- Ja... Nie zastanawiałam się nad tym. - Odpowiedziałam po chwili zastanowienia. - Może... Nie, nie wiem. Wychowywałam się bez rodzeństwa i prawdopodobnie żadnego nie mam, przynajmniej o nikim nie wiem. Nie jestem w stanie sobie wyobrazić jak się czujesz, ale trzeba wierzyć, że wróci. Bo wróci, nie? - Uśmiechnęłam się blado.

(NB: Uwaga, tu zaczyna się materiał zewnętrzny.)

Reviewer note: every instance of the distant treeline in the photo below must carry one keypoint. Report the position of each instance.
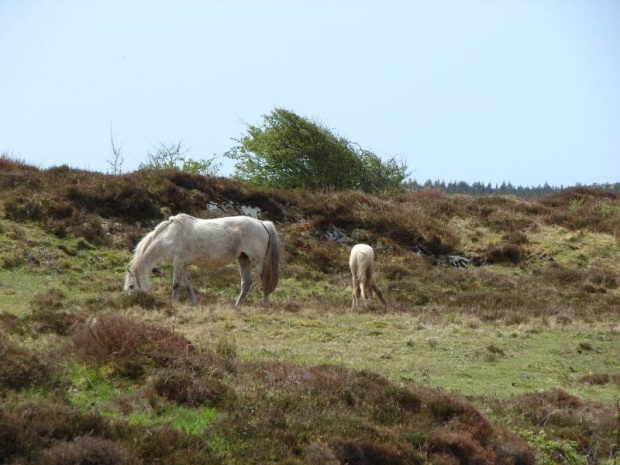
(479, 188)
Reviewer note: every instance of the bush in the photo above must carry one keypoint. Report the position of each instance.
(87, 450)
(20, 368)
(182, 387)
(289, 151)
(113, 338)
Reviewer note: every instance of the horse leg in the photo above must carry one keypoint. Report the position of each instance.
(177, 278)
(246, 277)
(259, 271)
(188, 285)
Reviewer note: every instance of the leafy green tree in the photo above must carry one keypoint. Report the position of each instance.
(172, 156)
(289, 151)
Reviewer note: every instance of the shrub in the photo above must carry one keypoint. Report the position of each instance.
(182, 387)
(87, 450)
(289, 151)
(20, 368)
(505, 253)
(113, 337)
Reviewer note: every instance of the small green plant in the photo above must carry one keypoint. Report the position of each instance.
(115, 162)
(575, 205)
(552, 451)
(605, 209)
(191, 421)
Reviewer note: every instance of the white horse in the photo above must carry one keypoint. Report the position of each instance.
(214, 243)
(361, 263)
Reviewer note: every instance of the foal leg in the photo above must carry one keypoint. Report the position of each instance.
(356, 293)
(188, 285)
(246, 277)
(379, 294)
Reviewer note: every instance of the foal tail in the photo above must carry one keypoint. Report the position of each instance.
(271, 267)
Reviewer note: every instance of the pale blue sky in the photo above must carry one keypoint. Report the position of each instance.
(526, 91)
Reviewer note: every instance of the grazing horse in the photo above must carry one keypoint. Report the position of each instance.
(361, 264)
(183, 240)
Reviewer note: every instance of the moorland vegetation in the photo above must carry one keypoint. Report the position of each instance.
(511, 361)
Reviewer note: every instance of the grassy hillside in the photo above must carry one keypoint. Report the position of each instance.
(511, 361)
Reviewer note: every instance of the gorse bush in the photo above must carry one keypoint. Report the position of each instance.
(289, 151)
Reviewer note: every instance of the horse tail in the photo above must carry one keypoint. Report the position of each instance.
(364, 275)
(271, 267)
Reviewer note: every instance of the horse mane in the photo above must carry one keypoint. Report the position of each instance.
(146, 241)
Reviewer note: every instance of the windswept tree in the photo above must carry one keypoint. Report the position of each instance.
(289, 151)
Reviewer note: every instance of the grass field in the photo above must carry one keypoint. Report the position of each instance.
(515, 361)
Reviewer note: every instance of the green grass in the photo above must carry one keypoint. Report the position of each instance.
(192, 421)
(454, 355)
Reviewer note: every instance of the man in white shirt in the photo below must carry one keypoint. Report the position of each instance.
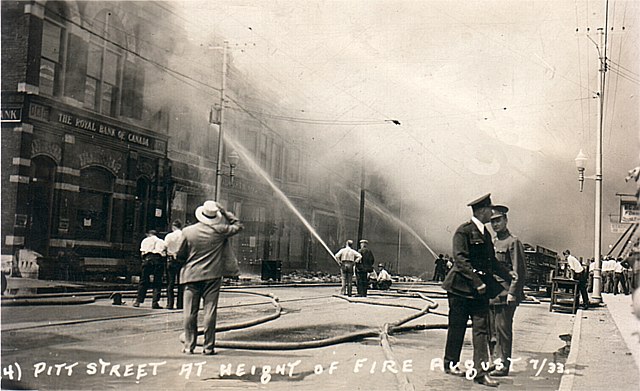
(384, 278)
(347, 258)
(579, 274)
(619, 277)
(173, 240)
(592, 267)
(608, 270)
(152, 250)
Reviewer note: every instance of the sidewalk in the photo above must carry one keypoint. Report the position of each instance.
(605, 348)
(604, 353)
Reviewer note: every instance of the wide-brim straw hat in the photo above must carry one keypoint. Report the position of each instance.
(208, 213)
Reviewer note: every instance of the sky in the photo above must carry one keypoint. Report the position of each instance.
(492, 96)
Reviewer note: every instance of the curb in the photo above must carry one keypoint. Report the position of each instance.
(566, 383)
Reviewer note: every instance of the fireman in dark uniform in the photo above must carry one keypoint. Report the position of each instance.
(469, 285)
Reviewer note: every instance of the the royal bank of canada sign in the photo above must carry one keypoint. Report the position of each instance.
(629, 211)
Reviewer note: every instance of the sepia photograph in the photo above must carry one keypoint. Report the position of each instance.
(320, 195)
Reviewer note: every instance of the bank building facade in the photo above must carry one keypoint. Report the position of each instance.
(105, 136)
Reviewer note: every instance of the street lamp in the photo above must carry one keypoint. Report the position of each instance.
(581, 160)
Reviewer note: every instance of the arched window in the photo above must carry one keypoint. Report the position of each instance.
(41, 182)
(95, 203)
(54, 38)
(104, 64)
(143, 188)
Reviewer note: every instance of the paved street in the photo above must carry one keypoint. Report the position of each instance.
(138, 348)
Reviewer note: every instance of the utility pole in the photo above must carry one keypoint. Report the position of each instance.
(220, 123)
(399, 238)
(362, 191)
(597, 251)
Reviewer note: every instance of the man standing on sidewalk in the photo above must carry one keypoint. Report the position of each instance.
(364, 267)
(619, 278)
(207, 257)
(173, 241)
(469, 285)
(347, 257)
(510, 253)
(152, 250)
(579, 274)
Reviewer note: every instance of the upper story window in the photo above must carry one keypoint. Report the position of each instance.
(51, 57)
(94, 209)
(293, 165)
(277, 161)
(263, 147)
(104, 64)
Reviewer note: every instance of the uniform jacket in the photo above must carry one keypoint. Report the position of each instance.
(510, 253)
(474, 264)
(206, 252)
(366, 265)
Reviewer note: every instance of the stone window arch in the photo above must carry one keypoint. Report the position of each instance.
(95, 203)
(40, 202)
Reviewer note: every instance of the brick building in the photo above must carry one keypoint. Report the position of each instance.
(104, 136)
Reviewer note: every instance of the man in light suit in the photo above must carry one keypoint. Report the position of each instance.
(204, 253)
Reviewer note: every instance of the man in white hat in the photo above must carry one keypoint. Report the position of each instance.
(347, 257)
(207, 258)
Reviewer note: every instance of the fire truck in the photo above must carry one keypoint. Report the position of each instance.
(541, 263)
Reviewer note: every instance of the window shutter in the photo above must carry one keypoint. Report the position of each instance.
(76, 68)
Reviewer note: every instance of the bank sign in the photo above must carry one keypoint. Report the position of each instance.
(90, 125)
(629, 211)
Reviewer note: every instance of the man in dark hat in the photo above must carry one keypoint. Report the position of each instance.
(510, 253)
(469, 285)
(364, 267)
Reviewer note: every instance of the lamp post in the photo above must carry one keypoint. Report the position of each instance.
(581, 160)
(218, 120)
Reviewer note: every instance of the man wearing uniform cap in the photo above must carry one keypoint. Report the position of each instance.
(364, 267)
(469, 285)
(510, 253)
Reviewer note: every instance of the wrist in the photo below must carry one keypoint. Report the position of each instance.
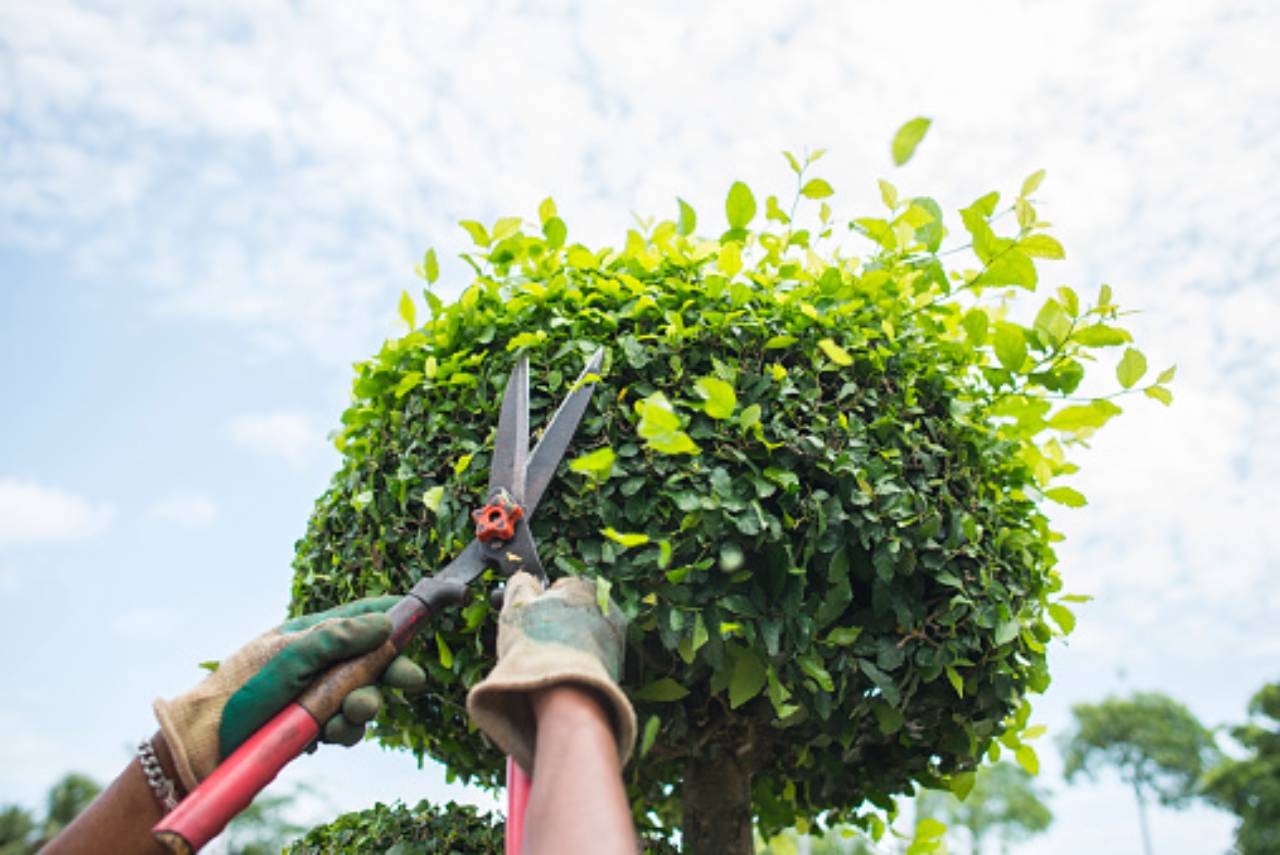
(570, 700)
(167, 763)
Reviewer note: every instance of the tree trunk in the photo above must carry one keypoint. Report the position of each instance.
(717, 805)
(1142, 819)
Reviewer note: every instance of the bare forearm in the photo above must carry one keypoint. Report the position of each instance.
(120, 819)
(577, 804)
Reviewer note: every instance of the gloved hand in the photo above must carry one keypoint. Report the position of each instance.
(204, 726)
(545, 639)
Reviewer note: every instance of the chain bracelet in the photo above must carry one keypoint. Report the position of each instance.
(161, 786)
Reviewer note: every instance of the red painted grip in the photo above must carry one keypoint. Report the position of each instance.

- Ale co będzie jak jednak nie wróci?! Ja chcę TO wiedzieć, wiara mi nic nie da! To nie jest jakaś ciotka, babka, kuzynka. To Argona! Moja rodzona siostra!
- Spokojnie, nie płacz, nie krzycz. Nie każdy deszcz tworzy rzekę. Jakoś, jakoś to rozwiążemy. Ogłuszymy ją i porwiemy czy coś takiego. - Ugryzłam się w język. Moje słowa były całkowicie nie na miejscu. - Muszę znaleźć jakieś zaklęcie zdejmujące uroki. Jej oczy... Miały zupełnie inny kolor. To musi być jakąś klątwa czy coś.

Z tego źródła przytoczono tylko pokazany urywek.